- Genre: Reality
- Starring: Tia Maria Torres
- Country of origin: United States
- Original language: English
- No. of seasons: 19
- No. of episodes: 203

Production
- Executive producers: Lisa Lucas Rasha Drachkouitch
- Producer: Patrick Keegan
- Running time: 42 minutes
- Production company: 44 Blue Productions

Original release
- Network: Animal Planet
- Release: October 30, 2009 – November 22, 2022

= Pit Bulls & Parolees =

American reality TV show

Pit Bulls & Parolees is an American reality television series on Animal Planet. The series, which began in 2009, focuses on the Villalobos Rescue Center, a rescue for dogs, specifically pit bull dogs.

The show's mission, stated in voiceover during the show's opening credits by founder Tia Maria Torres, is twofold: to combat misconceptions about pit bulls and other similar dogs (often referred to as "bully breeds"), and to provide employment and a stable transition for recent parolees who are trying to return to society.

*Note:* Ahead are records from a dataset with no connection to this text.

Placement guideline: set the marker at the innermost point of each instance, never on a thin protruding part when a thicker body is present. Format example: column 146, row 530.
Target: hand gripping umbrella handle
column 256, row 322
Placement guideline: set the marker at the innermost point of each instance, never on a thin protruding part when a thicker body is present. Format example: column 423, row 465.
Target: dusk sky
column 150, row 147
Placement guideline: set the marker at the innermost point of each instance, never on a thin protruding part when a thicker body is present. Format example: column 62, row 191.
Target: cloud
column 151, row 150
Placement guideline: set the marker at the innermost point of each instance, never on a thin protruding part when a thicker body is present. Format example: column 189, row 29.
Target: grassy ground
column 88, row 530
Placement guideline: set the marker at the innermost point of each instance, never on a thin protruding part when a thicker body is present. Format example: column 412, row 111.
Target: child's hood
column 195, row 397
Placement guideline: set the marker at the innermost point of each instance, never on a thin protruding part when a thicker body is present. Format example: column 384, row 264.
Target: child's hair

Episodes generally feature several stories, and usually include both a dog rescue as well as an adoption. Episodes also feature Tia and her family, including daughters Tania and Mariah, adopted twin sons Kanani and Moe, their wives Lizzy and Mariah (or "M2"), and the parolees who work for the rescue, performing daily care training duties and pit bull rescue missions.

==Background==
Pit Bulls & Parolees depicts the day-to-day operations at the Villalobos Rescue Center (VRC).
Torres started the shelter in Agua Dulce, California. In 2011, the shelter relocated to the Greater New Orleans in Louisiana.

In 2011 Tia Maria Torres had planned to move Villalobos to a small town called Tehachapi, California, around 75 miles north of where it had operated in Agua Dulce. It appeared to be an ideal place for VRC to relocate with the overabundance of pit bulls in Kern County and a prison facility in town, with newly released inmates looking for work.

VRC secured all the proper permits, yet at the final moment Kern County did not grant permission for the rescue to conduct their business in the remote area of Old West Ranch, Tehachapi. Losing all of her personal savings spent on the Tehachapi project and hundreds of man hours, Torres and the VRC were forced to remain at the Agua Dulce location.

As the rules regarding kennel permits were becoming increasingly strict and expensive in Los Angeles County, the rescue announced on November 13, 2011, that they would be moving the facility out of California in order to survive financially. After considering various locations, it was the memories of VRC's rescue efforts during Hurricane Katrina that led the non-profit group to choose Louisiana for their new home. It took almost a year to make the entire move complete.

On January 1, 2012, Torres arrived with the last group of 30 of the total 160 dogs, making the state of Louisiana their sole permanent location. The rescue and adoption facility was located in the Upper 9th Ward of New Orleans, Louisiana, with various other satellite locations scattered throughout southern Louisiana.

On June 15, 2020, it was announced that the sixteenth season would premiere on July 25, 2020.

A 2021 episode illustrated continued damage the main rescue location in New Orleans gets from storms and hurricanes; in that episode, Torres announced that the rescue had secured another property in New Orleans and would be relocating to that property.

While the final season of new episodes was released in 2022, episodes from the show's existing library continue to air on Animal Planet weekdays at 1 PM EST.